How We Built This

How we built our company a brain.
And what changed afterwards.

Not a pitch deck. Not a Twitter thread. Not a ChatGPT screenshot with a magic prompt. Just what happens when you build a company brain — 1,341 documents, 167 skills, 44 tools — and then let every employee, plus seven AI agents, run on top of it.

No vanity metrics. No "10x productivity." Just what works, what broke, and what we've learned after six months in production at an anonymized 8-figure consumer brand.

April 2026 · ~12 min read

Context: Why We Started

We run a consumer brand based in southern Europe. Around 40 people on the team. Omnichannel. Growing 50%+ per year. The classic scenario where every department needs one more hire and the budget doesn't stretch.

In late 2025 I built the first agent almost out of desperation: a personal assistant to help with daily chaos. It answered on whatsapp. It knew who was who on the team. It had calendar access. Nothing sophisticated, but it saved me 30 minutes a day of micro-decisions.

6+ months later we have 7 domain agents plus Claude Code connected to representative systems like Shopify, Klaviyo, and a helpdesk, plus the rest of the operating stack. A shared brain of 1,341 documents. 44 MCP tools. And a total cost of €352 per month.

The honest ROI, with every assumption on the table: 18:1.

What We Learned

1. Each Agent Solves One Problem, not "everything"

The most tempting mistake when you start with agents: give everything to one. "I want an agent that handles CS, generates financial reports, and also monitors inventory."

Doesn't work.

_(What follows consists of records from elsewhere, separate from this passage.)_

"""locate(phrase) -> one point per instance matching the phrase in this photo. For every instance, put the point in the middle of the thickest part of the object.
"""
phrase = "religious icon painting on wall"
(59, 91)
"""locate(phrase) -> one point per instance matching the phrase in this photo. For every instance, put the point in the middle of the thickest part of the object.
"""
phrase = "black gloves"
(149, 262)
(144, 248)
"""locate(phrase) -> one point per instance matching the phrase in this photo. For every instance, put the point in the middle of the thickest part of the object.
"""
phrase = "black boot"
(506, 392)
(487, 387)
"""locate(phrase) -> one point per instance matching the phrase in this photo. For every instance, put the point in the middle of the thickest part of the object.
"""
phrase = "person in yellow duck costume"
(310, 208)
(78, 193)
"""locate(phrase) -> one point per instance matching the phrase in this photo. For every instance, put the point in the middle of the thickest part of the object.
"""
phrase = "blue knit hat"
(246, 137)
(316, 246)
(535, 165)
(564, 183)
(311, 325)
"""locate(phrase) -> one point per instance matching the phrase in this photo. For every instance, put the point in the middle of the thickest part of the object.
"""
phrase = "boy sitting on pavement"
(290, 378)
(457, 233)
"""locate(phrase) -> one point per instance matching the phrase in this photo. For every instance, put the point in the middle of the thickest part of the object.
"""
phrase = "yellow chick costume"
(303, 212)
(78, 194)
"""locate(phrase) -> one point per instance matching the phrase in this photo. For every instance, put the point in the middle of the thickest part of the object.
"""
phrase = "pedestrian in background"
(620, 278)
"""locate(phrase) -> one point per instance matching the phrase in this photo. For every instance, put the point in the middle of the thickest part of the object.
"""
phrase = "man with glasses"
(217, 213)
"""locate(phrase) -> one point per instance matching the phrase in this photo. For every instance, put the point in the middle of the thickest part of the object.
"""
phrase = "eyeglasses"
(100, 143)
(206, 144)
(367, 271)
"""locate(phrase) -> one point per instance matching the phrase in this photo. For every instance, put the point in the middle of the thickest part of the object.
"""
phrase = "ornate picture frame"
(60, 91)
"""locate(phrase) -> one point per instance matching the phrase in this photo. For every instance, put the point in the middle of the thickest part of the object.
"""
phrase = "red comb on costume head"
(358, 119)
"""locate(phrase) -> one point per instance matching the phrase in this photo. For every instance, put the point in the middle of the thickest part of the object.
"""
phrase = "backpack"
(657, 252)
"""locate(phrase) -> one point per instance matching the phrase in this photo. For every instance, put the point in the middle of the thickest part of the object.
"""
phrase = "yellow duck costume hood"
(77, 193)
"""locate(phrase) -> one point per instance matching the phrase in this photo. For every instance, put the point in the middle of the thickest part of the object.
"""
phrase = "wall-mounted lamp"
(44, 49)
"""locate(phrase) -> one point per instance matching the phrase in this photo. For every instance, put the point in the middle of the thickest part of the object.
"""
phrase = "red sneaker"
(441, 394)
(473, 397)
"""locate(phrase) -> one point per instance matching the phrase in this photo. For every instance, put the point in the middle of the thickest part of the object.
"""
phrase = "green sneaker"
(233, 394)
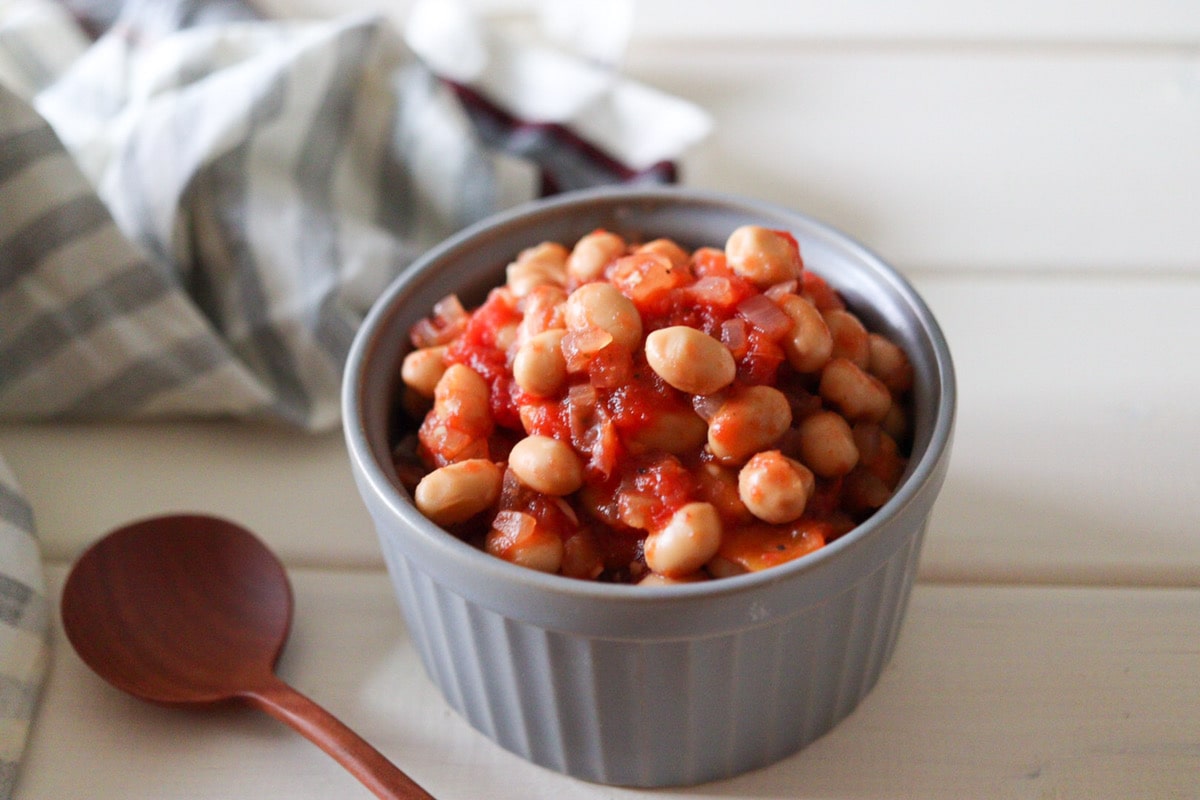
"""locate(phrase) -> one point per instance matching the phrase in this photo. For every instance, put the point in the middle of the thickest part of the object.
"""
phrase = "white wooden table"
(1038, 179)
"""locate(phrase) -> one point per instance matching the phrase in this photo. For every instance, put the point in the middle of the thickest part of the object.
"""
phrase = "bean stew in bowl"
(634, 411)
(651, 470)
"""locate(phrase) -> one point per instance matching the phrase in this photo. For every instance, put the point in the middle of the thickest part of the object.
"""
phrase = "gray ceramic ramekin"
(633, 685)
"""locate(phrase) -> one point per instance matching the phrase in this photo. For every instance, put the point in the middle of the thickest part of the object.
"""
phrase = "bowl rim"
(437, 542)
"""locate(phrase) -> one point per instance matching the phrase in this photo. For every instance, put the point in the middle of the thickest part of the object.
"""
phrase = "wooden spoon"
(191, 611)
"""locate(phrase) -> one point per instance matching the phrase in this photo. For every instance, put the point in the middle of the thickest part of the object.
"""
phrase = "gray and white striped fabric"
(197, 206)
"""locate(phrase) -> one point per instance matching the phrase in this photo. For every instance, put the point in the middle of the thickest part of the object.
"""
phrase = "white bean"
(539, 366)
(690, 360)
(774, 487)
(546, 464)
(544, 264)
(517, 537)
(889, 364)
(592, 253)
(856, 394)
(423, 368)
(849, 337)
(687, 542)
(748, 421)
(809, 343)
(601, 306)
(462, 394)
(827, 444)
(762, 256)
(457, 492)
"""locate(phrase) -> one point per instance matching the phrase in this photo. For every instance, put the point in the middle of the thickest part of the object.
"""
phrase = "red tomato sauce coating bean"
(652, 459)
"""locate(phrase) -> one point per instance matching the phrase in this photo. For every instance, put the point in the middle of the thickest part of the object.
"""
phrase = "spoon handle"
(321, 727)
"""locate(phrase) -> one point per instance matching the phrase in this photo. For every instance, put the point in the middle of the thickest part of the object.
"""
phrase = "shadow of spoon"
(191, 611)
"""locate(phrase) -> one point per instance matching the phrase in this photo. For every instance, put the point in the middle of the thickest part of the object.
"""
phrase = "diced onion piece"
(713, 290)
(580, 346)
(762, 312)
(706, 405)
(447, 322)
(733, 336)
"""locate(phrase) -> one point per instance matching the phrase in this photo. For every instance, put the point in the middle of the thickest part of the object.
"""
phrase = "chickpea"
(762, 256)
(539, 366)
(593, 253)
(687, 542)
(655, 579)
(517, 537)
(690, 360)
(774, 487)
(544, 264)
(457, 492)
(849, 337)
(546, 464)
(423, 368)
(748, 421)
(857, 395)
(601, 306)
(809, 344)
(895, 423)
(827, 444)
(462, 394)
(889, 364)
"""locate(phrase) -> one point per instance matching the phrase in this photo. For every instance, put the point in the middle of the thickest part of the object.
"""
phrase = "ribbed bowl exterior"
(658, 713)
(667, 685)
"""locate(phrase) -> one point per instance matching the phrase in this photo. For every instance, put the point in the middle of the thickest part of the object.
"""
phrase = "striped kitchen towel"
(198, 205)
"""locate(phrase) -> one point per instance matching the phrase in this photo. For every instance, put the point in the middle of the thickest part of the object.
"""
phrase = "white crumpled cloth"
(198, 205)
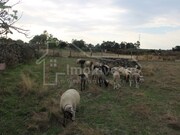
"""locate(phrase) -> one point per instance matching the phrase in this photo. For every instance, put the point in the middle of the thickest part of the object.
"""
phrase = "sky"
(156, 23)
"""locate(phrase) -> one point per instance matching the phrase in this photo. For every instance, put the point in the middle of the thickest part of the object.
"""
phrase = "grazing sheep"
(81, 62)
(88, 64)
(105, 69)
(74, 80)
(125, 73)
(100, 77)
(69, 101)
(84, 80)
(135, 78)
(113, 69)
(116, 80)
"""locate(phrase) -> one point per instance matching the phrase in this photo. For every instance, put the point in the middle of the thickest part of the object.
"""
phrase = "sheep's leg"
(64, 120)
(73, 117)
(81, 84)
(130, 83)
(100, 82)
(137, 85)
(84, 84)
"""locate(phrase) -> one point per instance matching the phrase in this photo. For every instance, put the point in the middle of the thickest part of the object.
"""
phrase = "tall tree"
(8, 18)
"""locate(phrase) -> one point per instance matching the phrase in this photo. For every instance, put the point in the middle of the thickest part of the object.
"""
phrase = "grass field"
(27, 107)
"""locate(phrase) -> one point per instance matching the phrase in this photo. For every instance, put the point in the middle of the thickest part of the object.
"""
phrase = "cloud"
(95, 21)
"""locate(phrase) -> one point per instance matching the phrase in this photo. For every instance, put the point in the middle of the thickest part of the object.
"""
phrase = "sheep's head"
(68, 115)
(106, 82)
(69, 111)
(141, 79)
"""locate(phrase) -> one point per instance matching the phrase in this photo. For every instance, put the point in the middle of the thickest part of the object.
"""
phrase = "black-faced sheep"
(116, 80)
(135, 78)
(84, 80)
(99, 76)
(68, 103)
(81, 62)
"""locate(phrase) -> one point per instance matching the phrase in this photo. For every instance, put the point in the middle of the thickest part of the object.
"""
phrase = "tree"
(79, 43)
(8, 17)
(137, 44)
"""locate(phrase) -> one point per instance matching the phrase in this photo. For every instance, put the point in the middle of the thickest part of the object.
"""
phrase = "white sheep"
(68, 103)
(88, 64)
(116, 80)
(135, 78)
(99, 76)
(84, 80)
(74, 80)
(125, 73)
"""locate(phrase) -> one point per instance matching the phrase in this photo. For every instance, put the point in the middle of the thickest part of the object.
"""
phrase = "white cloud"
(94, 21)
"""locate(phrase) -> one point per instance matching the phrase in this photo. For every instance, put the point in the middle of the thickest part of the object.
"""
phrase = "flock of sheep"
(98, 73)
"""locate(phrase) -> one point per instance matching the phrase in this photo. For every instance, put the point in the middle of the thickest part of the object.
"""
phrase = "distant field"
(28, 107)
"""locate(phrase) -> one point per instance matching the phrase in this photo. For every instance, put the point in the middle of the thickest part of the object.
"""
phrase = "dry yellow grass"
(81, 129)
(26, 84)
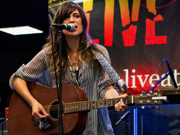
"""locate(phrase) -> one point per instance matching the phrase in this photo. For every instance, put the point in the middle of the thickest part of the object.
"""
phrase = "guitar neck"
(141, 99)
(89, 105)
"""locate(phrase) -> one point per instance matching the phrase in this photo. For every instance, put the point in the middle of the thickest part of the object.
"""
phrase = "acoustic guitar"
(75, 107)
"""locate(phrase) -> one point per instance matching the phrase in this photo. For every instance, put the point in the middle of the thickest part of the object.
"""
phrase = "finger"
(44, 113)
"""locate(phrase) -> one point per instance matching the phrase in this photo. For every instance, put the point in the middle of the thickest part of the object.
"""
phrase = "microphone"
(70, 27)
(171, 74)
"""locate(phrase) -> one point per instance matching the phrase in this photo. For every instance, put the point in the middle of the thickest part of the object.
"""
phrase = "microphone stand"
(166, 74)
(125, 116)
(61, 131)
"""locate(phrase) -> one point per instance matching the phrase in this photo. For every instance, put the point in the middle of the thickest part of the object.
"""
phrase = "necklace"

It's like hiring one person and asking them to do accounting, customer service, and visual merchandising at the same time.

What works: one agent per domain. each with its own personality, its own tools, its own escalation rules, and its own autonomy threshold. The CS agent knows nothing about finance. The finance agent doesn't touch tickets. The retail agent has no access to meta ads.

The separation is what makes it robust. When something fails, you know exactly where to look.

2. Treat Them Like Employees, Not Software

Sounds cheesy but it's the most practical insight we have: each agent has an onboarding identical to a new hire.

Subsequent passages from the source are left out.